The Finishing School (2004) is the last (and far from the best) of Spark’s completed novels. Set in Geneva (enabling a link to Spark’s interpretation of Shelley’s Frankenstein to emerge from Wilson’s analysis of the text), the book ends with the same-sex marriage of a troubled older writer, Rowland, and Chris, the seventeen-year-old student whose prodigious literary talent he envies. The young man’s novel in progress is about Mary Queen of Scots. Wilson, connecting it to a play about Mary that Spark began writing in 1944 and noting that The Comforters begins at daybreak while The Finishing School concludes at night, discovers a purposeful arc of connection:
“In my end is my beginning,” Mary Stuart embroidered in her prison, which line T.S. Eliot turned into “In my beginning is my end.” From the first sentence of The Comforters Spark knew where she was going, and she arrived there in the last sentence of The Finishing School: her twenty-two novels cover the “time-space” of a day.

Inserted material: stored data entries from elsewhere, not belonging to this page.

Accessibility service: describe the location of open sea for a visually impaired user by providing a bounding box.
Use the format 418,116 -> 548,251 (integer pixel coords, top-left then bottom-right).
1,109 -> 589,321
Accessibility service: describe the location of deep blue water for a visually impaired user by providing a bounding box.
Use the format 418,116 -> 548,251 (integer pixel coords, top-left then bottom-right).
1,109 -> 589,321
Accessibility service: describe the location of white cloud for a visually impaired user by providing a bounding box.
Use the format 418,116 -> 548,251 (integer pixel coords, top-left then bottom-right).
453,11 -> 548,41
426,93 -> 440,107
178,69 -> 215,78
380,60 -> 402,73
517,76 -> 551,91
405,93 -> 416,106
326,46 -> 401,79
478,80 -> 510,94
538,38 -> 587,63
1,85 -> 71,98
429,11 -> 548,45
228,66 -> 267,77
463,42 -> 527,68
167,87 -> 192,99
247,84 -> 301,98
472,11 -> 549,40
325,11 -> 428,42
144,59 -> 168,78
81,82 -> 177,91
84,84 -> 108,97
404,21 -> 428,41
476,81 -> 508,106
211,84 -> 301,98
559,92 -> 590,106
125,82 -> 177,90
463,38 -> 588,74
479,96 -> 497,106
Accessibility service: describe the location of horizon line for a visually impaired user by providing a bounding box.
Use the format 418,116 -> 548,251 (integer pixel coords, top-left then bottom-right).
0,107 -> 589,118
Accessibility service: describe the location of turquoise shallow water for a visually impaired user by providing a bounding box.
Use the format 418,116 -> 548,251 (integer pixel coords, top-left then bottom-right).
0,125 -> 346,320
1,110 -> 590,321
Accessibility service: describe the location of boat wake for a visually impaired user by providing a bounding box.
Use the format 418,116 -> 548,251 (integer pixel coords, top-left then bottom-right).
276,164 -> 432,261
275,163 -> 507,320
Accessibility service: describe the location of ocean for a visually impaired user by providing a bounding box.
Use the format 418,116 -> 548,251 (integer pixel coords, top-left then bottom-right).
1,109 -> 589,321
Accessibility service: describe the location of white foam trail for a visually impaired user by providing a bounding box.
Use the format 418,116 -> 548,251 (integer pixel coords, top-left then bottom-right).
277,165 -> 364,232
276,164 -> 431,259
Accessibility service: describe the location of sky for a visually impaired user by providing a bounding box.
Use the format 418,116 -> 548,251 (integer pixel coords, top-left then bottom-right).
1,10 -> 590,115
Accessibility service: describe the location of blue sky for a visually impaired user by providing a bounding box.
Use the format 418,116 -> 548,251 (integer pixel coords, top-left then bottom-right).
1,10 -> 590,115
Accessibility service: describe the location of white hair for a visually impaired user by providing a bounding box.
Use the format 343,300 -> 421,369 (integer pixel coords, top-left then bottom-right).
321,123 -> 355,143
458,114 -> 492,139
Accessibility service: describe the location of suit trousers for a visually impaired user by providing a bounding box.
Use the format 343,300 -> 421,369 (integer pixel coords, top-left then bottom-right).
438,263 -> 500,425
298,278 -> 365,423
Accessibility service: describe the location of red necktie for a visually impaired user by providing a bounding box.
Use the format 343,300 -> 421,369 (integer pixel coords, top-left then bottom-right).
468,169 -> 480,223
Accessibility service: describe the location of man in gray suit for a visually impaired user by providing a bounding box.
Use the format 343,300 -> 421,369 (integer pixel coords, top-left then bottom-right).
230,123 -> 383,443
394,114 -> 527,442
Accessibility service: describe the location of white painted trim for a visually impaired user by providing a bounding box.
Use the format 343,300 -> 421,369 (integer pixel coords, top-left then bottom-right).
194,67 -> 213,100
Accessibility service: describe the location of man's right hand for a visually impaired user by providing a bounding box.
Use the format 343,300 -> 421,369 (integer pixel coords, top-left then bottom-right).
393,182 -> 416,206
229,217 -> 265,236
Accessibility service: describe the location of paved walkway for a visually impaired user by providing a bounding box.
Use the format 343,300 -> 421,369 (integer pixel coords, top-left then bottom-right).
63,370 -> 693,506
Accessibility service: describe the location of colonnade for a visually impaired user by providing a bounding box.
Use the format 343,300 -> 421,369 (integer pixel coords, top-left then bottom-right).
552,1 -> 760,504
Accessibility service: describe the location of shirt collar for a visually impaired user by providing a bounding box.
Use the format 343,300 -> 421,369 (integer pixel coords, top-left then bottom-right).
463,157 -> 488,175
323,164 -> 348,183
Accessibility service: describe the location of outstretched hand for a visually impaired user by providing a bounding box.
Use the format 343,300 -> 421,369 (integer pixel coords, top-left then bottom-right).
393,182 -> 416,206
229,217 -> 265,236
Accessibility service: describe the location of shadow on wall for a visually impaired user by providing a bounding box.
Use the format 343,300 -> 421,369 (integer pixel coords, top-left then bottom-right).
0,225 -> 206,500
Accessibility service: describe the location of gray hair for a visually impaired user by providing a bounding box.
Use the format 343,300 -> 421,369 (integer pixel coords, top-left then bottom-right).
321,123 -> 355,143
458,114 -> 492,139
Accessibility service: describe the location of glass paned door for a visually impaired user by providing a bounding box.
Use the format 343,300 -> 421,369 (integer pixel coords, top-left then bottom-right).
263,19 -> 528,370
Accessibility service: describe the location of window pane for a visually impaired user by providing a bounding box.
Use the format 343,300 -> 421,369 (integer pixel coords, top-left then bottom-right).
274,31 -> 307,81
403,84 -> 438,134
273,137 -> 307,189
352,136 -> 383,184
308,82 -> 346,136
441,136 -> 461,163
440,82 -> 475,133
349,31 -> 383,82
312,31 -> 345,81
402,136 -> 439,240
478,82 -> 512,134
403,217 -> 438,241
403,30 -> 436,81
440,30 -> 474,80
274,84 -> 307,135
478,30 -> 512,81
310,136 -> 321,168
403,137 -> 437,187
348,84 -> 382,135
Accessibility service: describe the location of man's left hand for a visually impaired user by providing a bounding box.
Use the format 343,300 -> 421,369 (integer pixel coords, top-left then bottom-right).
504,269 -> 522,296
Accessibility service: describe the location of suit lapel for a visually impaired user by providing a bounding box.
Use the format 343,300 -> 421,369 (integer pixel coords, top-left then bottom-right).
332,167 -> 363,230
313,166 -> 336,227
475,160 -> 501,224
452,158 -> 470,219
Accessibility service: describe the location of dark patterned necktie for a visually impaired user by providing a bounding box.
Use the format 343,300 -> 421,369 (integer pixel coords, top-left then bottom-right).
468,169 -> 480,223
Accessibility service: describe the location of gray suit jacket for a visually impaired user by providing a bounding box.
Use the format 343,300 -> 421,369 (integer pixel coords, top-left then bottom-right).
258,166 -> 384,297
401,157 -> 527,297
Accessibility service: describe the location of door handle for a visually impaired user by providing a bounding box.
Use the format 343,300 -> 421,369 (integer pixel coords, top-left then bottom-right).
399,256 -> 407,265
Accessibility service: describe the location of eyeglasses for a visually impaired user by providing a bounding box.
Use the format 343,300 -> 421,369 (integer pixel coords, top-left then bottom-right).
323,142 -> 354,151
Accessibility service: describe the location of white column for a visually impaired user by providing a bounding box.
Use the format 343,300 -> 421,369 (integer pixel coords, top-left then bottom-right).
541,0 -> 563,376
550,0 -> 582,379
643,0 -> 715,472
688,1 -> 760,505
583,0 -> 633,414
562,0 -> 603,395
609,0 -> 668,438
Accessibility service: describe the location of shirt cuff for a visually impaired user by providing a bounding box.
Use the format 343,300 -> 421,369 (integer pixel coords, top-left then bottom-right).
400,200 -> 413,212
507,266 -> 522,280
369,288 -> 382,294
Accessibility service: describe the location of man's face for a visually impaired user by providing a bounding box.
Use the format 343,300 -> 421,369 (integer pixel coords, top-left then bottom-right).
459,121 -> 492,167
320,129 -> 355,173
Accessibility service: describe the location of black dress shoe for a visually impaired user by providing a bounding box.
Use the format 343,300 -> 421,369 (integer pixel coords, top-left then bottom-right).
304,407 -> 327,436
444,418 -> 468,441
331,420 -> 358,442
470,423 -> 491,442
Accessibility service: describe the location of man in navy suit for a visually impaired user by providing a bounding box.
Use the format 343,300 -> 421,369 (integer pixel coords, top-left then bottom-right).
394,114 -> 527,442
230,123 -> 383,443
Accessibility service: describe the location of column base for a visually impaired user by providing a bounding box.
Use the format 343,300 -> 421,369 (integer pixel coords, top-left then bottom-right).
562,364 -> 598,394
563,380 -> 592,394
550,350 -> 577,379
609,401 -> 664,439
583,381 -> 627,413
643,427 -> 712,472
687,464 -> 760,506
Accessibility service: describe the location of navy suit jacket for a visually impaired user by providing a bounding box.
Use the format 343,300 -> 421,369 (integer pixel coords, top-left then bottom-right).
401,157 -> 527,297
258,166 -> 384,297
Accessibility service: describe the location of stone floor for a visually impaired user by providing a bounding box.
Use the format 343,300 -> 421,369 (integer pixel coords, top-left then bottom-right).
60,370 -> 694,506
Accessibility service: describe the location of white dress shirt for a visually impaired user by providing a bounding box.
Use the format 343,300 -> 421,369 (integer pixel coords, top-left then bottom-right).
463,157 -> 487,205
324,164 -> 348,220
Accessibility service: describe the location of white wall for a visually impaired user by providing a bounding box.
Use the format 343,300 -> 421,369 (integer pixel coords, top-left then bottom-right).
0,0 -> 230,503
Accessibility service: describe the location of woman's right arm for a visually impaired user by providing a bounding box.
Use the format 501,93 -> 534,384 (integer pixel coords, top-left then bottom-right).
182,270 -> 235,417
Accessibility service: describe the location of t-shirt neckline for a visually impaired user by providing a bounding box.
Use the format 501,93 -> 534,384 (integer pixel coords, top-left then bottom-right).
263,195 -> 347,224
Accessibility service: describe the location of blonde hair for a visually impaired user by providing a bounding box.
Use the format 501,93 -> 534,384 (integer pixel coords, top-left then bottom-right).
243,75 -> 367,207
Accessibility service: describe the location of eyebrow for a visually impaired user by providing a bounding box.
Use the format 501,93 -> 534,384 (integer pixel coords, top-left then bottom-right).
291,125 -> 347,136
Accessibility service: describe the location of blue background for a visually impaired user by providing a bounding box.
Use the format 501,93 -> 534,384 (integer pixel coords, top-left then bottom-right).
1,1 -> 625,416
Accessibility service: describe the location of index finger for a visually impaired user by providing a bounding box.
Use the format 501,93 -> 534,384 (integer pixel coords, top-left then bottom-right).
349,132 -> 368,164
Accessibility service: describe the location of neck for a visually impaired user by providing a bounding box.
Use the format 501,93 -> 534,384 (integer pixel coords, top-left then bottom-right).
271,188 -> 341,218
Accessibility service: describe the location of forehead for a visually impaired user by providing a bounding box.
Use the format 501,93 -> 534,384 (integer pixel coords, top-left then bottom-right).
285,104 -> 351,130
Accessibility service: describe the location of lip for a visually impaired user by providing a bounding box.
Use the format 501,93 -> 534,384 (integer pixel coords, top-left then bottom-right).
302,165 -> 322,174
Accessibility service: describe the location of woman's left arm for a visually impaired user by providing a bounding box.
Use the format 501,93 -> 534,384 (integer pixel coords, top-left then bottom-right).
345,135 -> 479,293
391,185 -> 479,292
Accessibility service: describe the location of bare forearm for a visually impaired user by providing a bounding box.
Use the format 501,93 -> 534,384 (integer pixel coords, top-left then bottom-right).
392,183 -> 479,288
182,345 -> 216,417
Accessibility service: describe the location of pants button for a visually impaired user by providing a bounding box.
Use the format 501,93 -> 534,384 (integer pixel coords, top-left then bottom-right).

But the short novel has more to yield. Attacking the smooth surface of The Finishing School with the vigor of a cavern seeker, Wilson notes that a visiting historian’s lecture on Mary Stuart concludes that the secret of the queen’s tragic history is “jealousy, green jealousy.” Here, Wilson tells us, lies the hidden source of Spark’s inspiration. Stanford was necessary to Spark because she was able to feed upon his jealousy and use it in her work. “Envy and jealousy corrode and destroy,” Wilson writes, “but without them Spark could not write: this is her secret.”
Everything connects in this absorbing exploration of a writer to whom Wilson feels an undisguised kinship. There’s no doubt about who is being described in her final, dramatic account of “intruders in the house of the famous poet [who] can rifle through her letters, pry through her papers, touch her notes, hear her voice start up, radioactive, from the page and draw from her manuscripts their magic.” Nor should a hasty reader overlook the acknowledgments, in which Wilson proclaims that she herself, like Spark, is “a magnet for the experiences I need.”
Electric Spark is a glittering achievement, but its world of foreseen connections and magnetic attractions should not detract from Martin Stannard’s less fanciful biography or cause Spark’s readers to neglect Dan Gunn’s quiet reminder that her towering reputation was built, during the six years in which she wrote her first five novels, “through a combination of inspiration, desperation, and sheer hard work.”